Meetings and hospitality industry officials in Florida are fighting a bill in the state legislature that would dissolve the Florida Tourism Industry Marketing Corp., or Visit Florida, the state’s tourism marketing arm, which is funded through a public-private partnership. The bill would bring tourism marketing under the control of government as part of a new organization, the Jobs Florida Partnership Inc.
Richard Goldman, executive director of the St. Augustine, Ponte Vedra & The Beaches Visitors & Convention Bureau, called the proposal a “misguided attempt to unify funding for job creation,” which will hurt tourism promotion in the state.
Before Visit Florida was created by the legislature in 1996, tourism promotion was handled through the Department of Commerce and was subject to the “political preferences in Tallahassee,” wrote Goldman in a letter to hospitality industry stakeholders. “The industry had no input, much less control. So the industry refused to bring private dollars to the table.”
Visit Florida created a system of private industry guidance, input, and funding. Funding comes from portions of a rental-car tax and contributions from private business. Last year, Visit Florida raised more than $40 million in private-sector matching funds. Since it was created in 1996, private industry has contributed $776 million to Visit Florida.
“That participation and the value of Visit Florida co-op opportunities for marketing tourism will go away if Visit Florida is dissolved,” wrote Goldman in the April 7 letter. In a follow-up interview, Goldman said that private industry will be reluctant to contribute funds without the authority to help guide the state’s marketing efforts.

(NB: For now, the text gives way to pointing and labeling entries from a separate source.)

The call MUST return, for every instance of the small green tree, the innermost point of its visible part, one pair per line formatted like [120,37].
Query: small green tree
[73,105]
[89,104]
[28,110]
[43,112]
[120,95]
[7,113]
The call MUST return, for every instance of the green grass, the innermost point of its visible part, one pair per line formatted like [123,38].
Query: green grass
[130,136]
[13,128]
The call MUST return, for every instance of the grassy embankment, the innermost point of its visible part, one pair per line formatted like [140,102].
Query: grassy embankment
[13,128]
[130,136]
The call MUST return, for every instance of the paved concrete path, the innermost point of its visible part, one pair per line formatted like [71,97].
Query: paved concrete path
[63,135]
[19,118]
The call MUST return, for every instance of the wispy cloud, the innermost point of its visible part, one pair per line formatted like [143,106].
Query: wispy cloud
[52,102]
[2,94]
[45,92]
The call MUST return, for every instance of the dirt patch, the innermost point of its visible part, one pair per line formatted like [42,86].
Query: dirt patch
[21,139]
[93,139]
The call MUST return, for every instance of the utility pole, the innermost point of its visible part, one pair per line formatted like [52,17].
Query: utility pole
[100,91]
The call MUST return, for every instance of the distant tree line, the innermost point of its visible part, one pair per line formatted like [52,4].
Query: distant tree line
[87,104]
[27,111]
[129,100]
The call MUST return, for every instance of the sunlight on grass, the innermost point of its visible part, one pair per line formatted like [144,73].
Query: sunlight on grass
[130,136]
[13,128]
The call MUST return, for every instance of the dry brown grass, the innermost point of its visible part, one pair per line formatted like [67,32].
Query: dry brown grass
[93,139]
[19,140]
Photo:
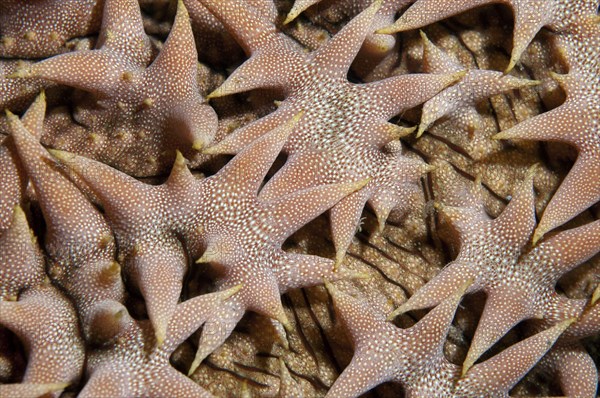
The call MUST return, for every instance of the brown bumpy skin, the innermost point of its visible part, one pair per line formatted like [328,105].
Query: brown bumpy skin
[278,198]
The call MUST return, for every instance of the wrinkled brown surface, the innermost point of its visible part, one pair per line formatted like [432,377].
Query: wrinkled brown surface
[412,248]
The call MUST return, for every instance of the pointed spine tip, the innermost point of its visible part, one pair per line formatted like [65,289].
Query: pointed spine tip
[179,159]
[195,364]
[339,259]
[455,77]
[215,94]
[11,116]
[395,313]
[160,334]
[63,156]
[595,296]
[232,291]
[198,145]
[531,172]
[212,150]
[511,65]
[19,215]
[111,272]
[422,128]
[330,288]
[538,235]
[500,136]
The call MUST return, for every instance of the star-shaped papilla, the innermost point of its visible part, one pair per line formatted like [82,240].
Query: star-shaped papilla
[414,357]
[518,285]
[78,239]
[141,112]
[458,101]
[530,16]
[345,129]
[130,364]
[575,122]
[142,218]
[242,235]
[13,179]
[374,44]
[37,29]
[21,264]
[47,324]
[574,369]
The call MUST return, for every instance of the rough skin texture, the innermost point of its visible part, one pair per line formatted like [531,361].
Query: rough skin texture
[499,178]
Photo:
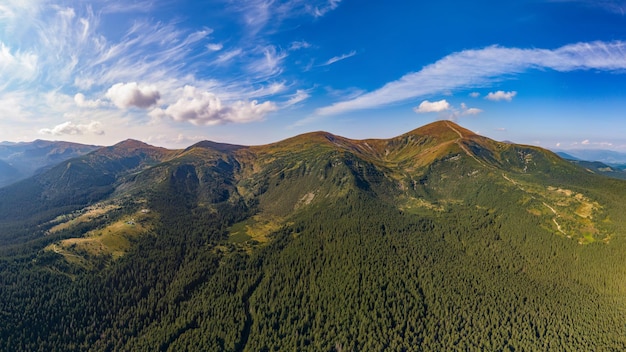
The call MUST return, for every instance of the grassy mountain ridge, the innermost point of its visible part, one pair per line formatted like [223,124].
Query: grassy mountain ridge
[26,159]
[438,239]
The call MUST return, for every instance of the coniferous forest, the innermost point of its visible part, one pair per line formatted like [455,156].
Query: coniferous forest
[437,240]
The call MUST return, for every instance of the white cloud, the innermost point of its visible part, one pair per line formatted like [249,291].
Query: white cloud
[16,66]
[297,45]
[228,56]
[427,106]
[501,95]
[83,102]
[205,108]
[300,96]
[269,64]
[319,11]
[70,128]
[334,59]
[125,95]
[472,111]
[215,46]
[482,67]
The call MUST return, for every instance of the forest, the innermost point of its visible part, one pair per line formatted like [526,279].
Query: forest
[322,250]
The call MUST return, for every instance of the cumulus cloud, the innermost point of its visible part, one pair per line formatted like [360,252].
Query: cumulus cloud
[482,67]
[427,106]
[70,128]
[319,11]
[301,95]
[83,102]
[469,111]
[297,45]
[446,110]
[215,46]
[125,95]
[204,108]
[501,95]
[334,59]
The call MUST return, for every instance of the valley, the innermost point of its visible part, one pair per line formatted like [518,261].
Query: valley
[437,239]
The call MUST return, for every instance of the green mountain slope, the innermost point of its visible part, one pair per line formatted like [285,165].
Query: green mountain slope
[438,239]
[27,159]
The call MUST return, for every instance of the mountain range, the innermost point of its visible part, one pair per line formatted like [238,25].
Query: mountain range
[438,239]
[22,160]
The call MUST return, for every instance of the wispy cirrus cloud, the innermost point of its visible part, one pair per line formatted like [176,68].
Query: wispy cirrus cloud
[615,6]
[70,128]
[259,15]
[501,95]
[300,96]
[481,67]
[334,59]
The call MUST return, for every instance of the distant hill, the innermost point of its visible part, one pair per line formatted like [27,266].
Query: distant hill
[26,158]
[438,239]
[604,156]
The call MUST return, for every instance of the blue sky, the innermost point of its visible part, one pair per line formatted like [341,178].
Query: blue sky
[544,72]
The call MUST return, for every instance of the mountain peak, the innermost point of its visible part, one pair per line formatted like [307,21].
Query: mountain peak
[133,144]
[443,129]
[222,147]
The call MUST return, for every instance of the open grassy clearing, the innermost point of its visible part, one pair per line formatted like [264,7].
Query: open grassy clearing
[255,230]
[112,240]
[571,214]
[90,213]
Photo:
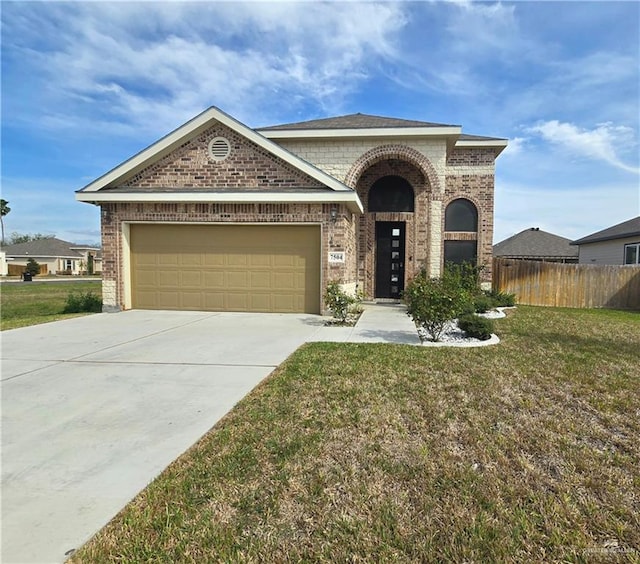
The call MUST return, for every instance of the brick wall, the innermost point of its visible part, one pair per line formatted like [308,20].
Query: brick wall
[248,166]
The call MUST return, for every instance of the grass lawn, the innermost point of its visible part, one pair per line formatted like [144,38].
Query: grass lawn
[528,451]
[31,303]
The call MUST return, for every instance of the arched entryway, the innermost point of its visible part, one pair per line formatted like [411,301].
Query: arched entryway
[390,194]
[393,234]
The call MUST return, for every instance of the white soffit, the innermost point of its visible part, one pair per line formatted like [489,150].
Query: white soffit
[194,127]
[362,132]
[350,198]
[499,144]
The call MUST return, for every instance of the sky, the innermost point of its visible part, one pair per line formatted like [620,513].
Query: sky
[86,85]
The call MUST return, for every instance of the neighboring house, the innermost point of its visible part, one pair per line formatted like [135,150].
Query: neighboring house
[217,216]
[619,244]
[534,244]
[59,257]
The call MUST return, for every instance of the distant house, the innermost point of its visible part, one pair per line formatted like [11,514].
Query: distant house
[534,244]
[59,257]
[619,244]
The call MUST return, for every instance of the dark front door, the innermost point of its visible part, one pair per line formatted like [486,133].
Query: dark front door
[389,259]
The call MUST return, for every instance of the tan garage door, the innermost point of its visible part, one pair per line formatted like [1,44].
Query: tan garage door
[226,267]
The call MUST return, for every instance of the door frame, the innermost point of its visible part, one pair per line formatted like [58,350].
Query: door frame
[401,259]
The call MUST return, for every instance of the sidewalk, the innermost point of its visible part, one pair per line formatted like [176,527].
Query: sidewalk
[379,323]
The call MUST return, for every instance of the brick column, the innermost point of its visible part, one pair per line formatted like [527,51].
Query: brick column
[435,239]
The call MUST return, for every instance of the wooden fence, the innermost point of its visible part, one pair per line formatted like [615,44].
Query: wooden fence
[568,285]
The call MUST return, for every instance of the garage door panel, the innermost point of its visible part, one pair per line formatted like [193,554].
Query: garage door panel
[191,300]
[237,301]
[214,279]
[191,278]
[237,280]
[260,302]
[213,301]
[213,259]
[165,259]
[168,278]
[260,280]
[167,300]
[191,259]
[226,267]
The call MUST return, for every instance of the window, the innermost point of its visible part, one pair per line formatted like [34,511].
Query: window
[391,193]
[458,252]
[632,253]
[461,215]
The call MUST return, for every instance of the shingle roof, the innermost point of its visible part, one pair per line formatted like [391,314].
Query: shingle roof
[535,243]
[629,228]
[354,121]
[44,248]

Instead, political appointees with little experience will control tourism marketing, he added.
The state senate has approved the bill and the house is expected to vote on it sometime after the Easter/Passover break. Goldman is urging tourism industry stakeholders to contact their representatives and voice their opposition. In a conference call in March attended by 71 tourism industry executives, all 71 voiced their opposition to the bill, according to the Treasure Coast Palm News.